Here Williams plays a black girl with a white best friend( Nol Wells, Master of None ); a black ex( Lakeith Stanfield, Get Out ); and a white rebound( Chris ODowd , Bridesmaids ). Though Strouse is a white man, the movie doesnt feel like a white gaze into a black womans life. James is also not defined by herrelationships, but by her ardour. Since Williams is a producer on this movie as well as the leading, its clear she took a lot of creative control to make sure her character went across as authentic. She sometimes used improvised lines in place of the script to make the scenes most realistic.
Nowhere in the film do the specific characteristics specifically talking here blackness. It’s a surprising move in the age of Dear, White Person and Get Out , yet it’s a relief thatWilliams lets her black characters to exist without an in-depth lesson on how has become still more awake. Yes, those works are important, but the main conflict of a narrative involving a black woman is not always about racism or bondage. Sometimes its about taking the next step in a career, “re going through” a breakup, or only finding the right vibrator.
Jessica Jamesis the quintessential, relatable 20 -something who moved to New York City to escape her hometown. She is a young adult trying to do the thing she adoration the most, in her suit screenwriting, and is afraid that the thing she desires the most doesnt necessarily love her back. Yet Jessica James symbolizes a type of resilience that not every 20 -something has.
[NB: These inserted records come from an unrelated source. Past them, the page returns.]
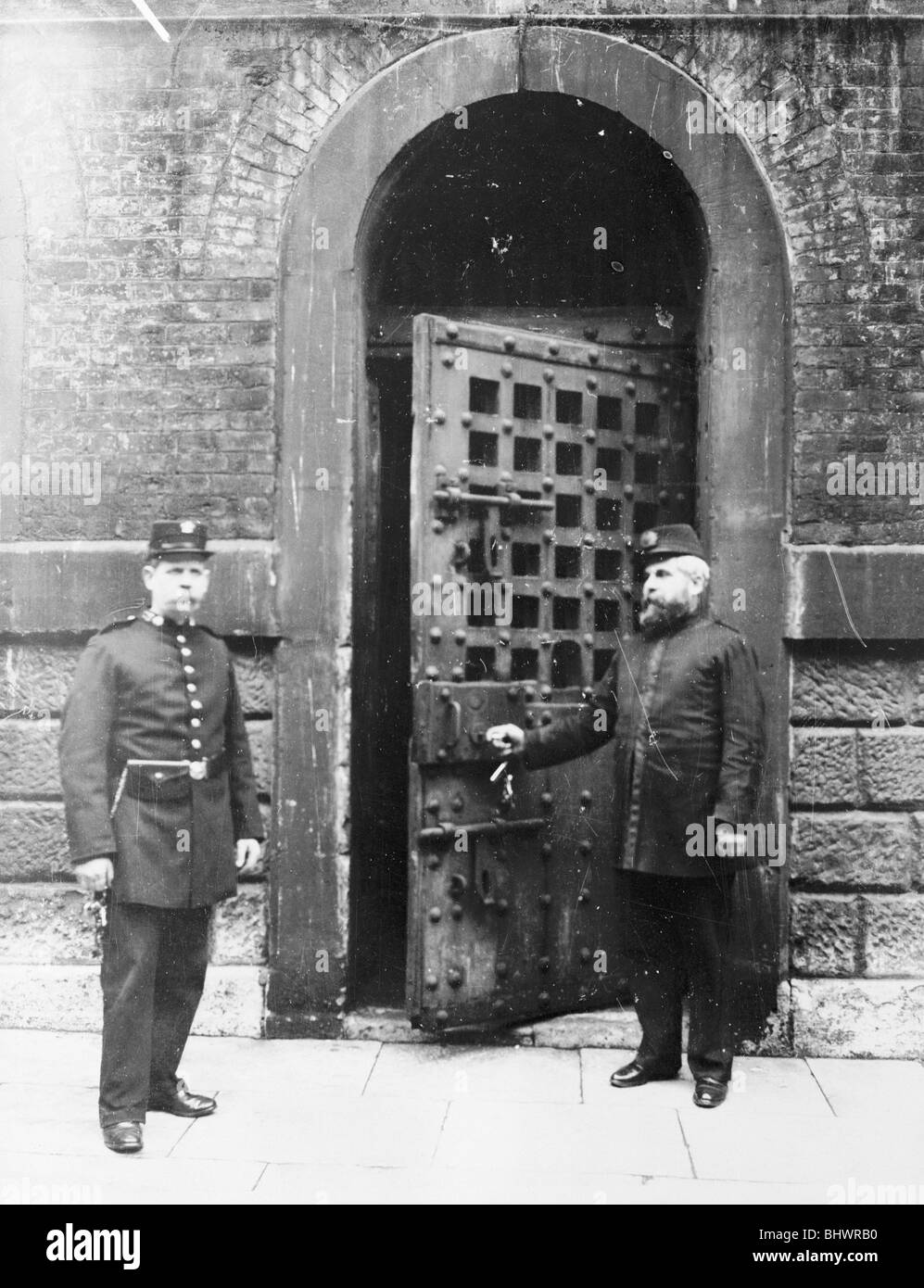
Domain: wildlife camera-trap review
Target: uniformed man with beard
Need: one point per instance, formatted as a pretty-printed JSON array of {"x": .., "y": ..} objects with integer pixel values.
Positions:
[
  {"x": 161, "y": 811},
  {"x": 682, "y": 700}
]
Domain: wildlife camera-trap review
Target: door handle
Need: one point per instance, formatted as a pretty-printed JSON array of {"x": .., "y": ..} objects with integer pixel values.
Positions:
[
  {"x": 455, "y": 496},
  {"x": 445, "y": 832},
  {"x": 455, "y": 722}
]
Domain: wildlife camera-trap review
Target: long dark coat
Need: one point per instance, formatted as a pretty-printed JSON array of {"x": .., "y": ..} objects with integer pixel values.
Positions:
[
  {"x": 687, "y": 715},
  {"x": 146, "y": 689}
]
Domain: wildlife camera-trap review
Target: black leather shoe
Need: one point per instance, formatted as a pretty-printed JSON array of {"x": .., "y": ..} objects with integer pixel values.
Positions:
[
  {"x": 636, "y": 1074},
  {"x": 182, "y": 1103},
  {"x": 122, "y": 1138},
  {"x": 709, "y": 1092}
]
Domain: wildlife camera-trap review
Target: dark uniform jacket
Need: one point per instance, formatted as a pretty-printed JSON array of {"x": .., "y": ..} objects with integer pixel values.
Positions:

In a series of detailed hits inside James apartment, we see screenplays shes written, playbills of some of the reveals shes attended, her degree from Carnegie Mellon University, and other things that exemplify the passion she has for her art. But the most prominent thing in her apartment is a wall of abandonment letters she has received from theater corporations she mailed work to.The idea of having rejection literally hanging overhead is daunting, but she embraces it.
James is not without her anxieties. Shes not above stalking her ex on Instagram, lying to a date about her many job possibilities, or telling her parents that everything is going fine when everything seems like it couldnt get any worse. Thats what constructs Jessica James a great character: Williams gives us a performance that reminds us “thats been” human, and that falling downis not something to be ashamed of.